When last heard from Republican House Leader Eric Cantor was being ignominiously routed by a virtual unknown in his 2014 primary race for reelection. Unsurprisingly, given his record as a Wall Street yo-yo, he has moved on to bigger and better things with Moelis & Company, an investment firm at which his annual salary is $400,000, with stock options adding up to a $3.4 million payout.
All of which was revealed in a June 16 feature on Cantor in the Washington Post Style section, one paragraph of which, standing alone, reveals the Washington mindset that led to his defeat.
The telltale paragraph:
“Cantor earned $193,400 as majority leader; his wife, a lawyer and investment banker, was the real moneymaker. One of the reasons he took the Moelis job, he says, was because it was his turn to support the family. ‘Life is about balance. For 14 years, she had been basically the breadwinner,’ he says. ‘I felt that I needed to do this for her.’”

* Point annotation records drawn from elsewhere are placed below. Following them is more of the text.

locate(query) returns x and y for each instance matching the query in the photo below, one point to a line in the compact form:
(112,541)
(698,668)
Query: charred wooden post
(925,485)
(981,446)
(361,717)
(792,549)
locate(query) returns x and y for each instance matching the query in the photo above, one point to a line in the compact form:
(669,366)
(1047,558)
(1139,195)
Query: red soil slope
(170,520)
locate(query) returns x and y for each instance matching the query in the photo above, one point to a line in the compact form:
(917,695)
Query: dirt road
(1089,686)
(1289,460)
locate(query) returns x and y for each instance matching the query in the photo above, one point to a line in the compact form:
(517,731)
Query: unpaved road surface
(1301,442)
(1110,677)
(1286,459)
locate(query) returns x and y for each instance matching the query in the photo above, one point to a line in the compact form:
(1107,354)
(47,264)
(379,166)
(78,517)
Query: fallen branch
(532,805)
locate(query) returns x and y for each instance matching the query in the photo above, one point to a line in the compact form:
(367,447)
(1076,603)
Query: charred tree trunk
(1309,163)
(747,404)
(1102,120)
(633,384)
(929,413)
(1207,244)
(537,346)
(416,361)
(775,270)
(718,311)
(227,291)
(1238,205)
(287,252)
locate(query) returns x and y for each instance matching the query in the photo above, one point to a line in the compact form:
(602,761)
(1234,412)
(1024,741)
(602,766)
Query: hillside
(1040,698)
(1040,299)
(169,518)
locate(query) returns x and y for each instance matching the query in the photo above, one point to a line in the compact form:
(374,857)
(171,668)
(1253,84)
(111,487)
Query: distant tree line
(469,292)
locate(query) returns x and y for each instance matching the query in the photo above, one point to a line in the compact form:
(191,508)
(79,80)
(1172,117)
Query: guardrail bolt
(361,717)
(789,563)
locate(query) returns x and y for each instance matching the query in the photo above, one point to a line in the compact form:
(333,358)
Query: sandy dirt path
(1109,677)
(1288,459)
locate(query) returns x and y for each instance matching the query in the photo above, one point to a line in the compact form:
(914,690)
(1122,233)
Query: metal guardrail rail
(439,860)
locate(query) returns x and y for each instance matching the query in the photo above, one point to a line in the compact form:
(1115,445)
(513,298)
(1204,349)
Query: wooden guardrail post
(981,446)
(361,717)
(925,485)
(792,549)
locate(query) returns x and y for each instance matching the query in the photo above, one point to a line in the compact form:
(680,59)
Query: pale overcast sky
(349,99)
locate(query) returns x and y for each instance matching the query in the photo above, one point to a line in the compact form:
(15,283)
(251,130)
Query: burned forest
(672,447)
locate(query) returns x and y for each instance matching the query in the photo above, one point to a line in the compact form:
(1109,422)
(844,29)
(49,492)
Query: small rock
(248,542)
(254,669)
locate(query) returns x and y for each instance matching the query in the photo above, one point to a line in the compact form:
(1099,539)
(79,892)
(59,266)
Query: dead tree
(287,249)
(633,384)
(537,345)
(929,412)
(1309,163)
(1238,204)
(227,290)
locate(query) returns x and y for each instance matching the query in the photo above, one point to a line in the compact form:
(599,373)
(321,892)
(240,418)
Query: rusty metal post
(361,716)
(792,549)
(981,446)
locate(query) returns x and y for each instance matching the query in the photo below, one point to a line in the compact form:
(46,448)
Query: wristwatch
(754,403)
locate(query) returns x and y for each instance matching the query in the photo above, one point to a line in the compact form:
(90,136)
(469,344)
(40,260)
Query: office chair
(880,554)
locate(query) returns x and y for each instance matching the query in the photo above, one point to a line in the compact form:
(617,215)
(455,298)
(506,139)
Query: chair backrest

Let’s see now: He made $193,400 a year as a congressman but his wife was “the breadwinner.” Where do the Cantors buy their bread — at Tiffany’s? It was his turn “to support the family.” Right. How, after all, can an American family in this day and age hope to subsist on an income just short of $200,000 a year?
Any wonder why a Marxist demagogue like Bernie Sanders and a Foxist demagogue like Donald Trump have gone far this year with the message that our national leaders have fallen out of touch with workaday Americans?
Sound Bite to Remember
“There once was a very poor family. The mother was poor, the father was poor, the children were poor, the maid was poor, and the butler was poor.”
Frank Mankiewicz, circa 1950, presciently anticipating the plight of families like the struggling Cantors.